Et le premier chapitre s'ouvre sur l'évocation de la rencontre avec l'ami en question alors qu'ils n'avaient qu'une dizaine d'années : Alex Rabell, garçon appartenant à une grande famille bourgeoise, vivant dans le magnifique manoir de Ramsvick au bout d'une presqu'île plongeant dans le golfe de Finlande : un large corps de logis peint en blanc, des dépendances, un ponton, un hangar à bateaux, un sauna, le tout entouré de forêts de sapins. Je vous sens rêveur… sachez que les paysages et les lumières sont quasiment des personnages de cette histoire. A peine le roman terminé, on n'a qu'une envie : prendre un billet d'avion pour Helsinki (mieux vaut attendre encore un peu, il y fait moins six degrés…) Le père d'Alex, Jakob, est un homme d'affaires qui passe son temps à l'étranger. Le patriarche à la tête de cette dynastie d'entrepreneurs se nomme Per-Olf Rabell dit Poa : il vit au manoir et ne voit pas d'un très bon œil cette amitié naissante entre ce garçon issu d'une famille modeste et son petit-fils.
On touche finalement ici au coeur du roman : les relations du narrateur avec son ami Alex et la sœur de ce dernier, Stella, dont il tombera éperdument amoureux (ce que clame le bandeau avant même la lecture).
On est dans les années 1970 à Helsinki, ces trois jeunes sont beaux, pleins de vie, tout est encore possible, encore permis. Ils profitent des belles journées d'été, se baignent et s'aiment. Ils découvrent la sexualité et se laissent aller au plaisir. Tout semble leur sourire...
Mais c'est sans compter sur le poids des secrets familiaux, de la réussite sociale, des tensions, des jalousies, des trahisons, et des compromis qui viendront gangrener l'âge adulte, sans effacer le souvenir lumineux de ces belles années pleines d'insouciance et de passion.
Le roman est épais et l'auteur prend le temps d'analyser dans le détail la dimension psychologique de chacun de ses personnages : apparaissant ainsi dans toute leur complexité, luttant contre des décisions qu'ils regrettent souvent, s'interrogeant sur la place qu'ils doivent occuper dans ce monde moderne fait de dominations économiques, de violence, de migrations, où tout se mélange sur des réseaux sociaux qui font la pluie et le beau temps, ils se demandent, sans trouver de réponse, si la mémoire est fiable ou si chacun reconstruit le passé, souvent d'ailleurs, de façon inconsciente.

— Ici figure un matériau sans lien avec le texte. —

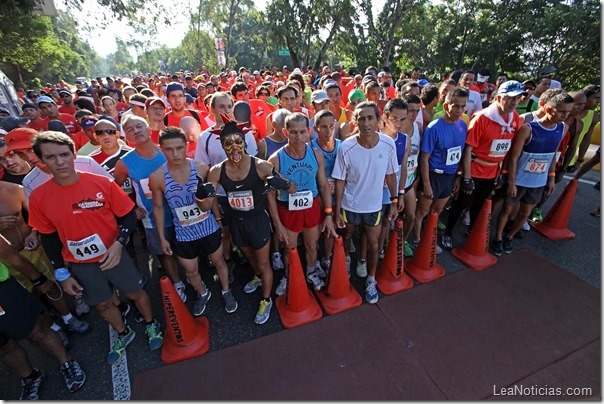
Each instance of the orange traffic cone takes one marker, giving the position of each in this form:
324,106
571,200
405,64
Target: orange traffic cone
185,336
391,277
423,266
555,224
338,295
298,305
475,251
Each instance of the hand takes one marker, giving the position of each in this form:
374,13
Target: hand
140,213
112,256
329,227
427,192
31,242
204,190
72,287
165,247
8,221
467,186
550,186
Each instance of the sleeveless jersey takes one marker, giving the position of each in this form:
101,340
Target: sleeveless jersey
537,155
412,160
246,197
302,171
140,169
190,222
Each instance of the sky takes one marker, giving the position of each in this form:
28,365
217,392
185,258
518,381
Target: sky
103,39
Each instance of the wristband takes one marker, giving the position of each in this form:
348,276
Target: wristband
39,280
62,274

J'ai beaucoup aimé le fait que l'auteur ne donne finalement pas de réponse à tous ces questionnements. C'est à chacun de trouver SA réponse au fond de soi, avec ce que nous sommes, notre sensibilité, notre rapport aux autres et au passé.

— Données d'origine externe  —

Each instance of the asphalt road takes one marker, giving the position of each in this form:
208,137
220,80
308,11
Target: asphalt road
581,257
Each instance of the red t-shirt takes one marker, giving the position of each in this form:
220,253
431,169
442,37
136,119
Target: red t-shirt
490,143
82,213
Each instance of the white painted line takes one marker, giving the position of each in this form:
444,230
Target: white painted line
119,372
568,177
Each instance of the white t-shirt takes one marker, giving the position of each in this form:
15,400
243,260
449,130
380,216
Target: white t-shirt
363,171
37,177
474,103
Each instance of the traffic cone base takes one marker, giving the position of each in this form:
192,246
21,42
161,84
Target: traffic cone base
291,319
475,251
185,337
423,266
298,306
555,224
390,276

L'auteur nous invite à plonger dans le passé des personnages pour tenter de comprendre ce qu'ils sont devenus un demi-siècle plus tard, alors que la société a tellement changé. La place est désormais ouverte à la nouvelle génération : comment s'appropriera-t-elle le monde ? Comment se situera-t-elle par rapport à ses aînés ? Comment jugera-t-elle leurs prises de position ? Saura-t-elle mieux gérer un monde en pleine mutation sociale, économique et politique ?
Un roman qui incite à une belle introspection, une plongée en soi-même… pas toujours facile mais souvent nécessaire pour avancer...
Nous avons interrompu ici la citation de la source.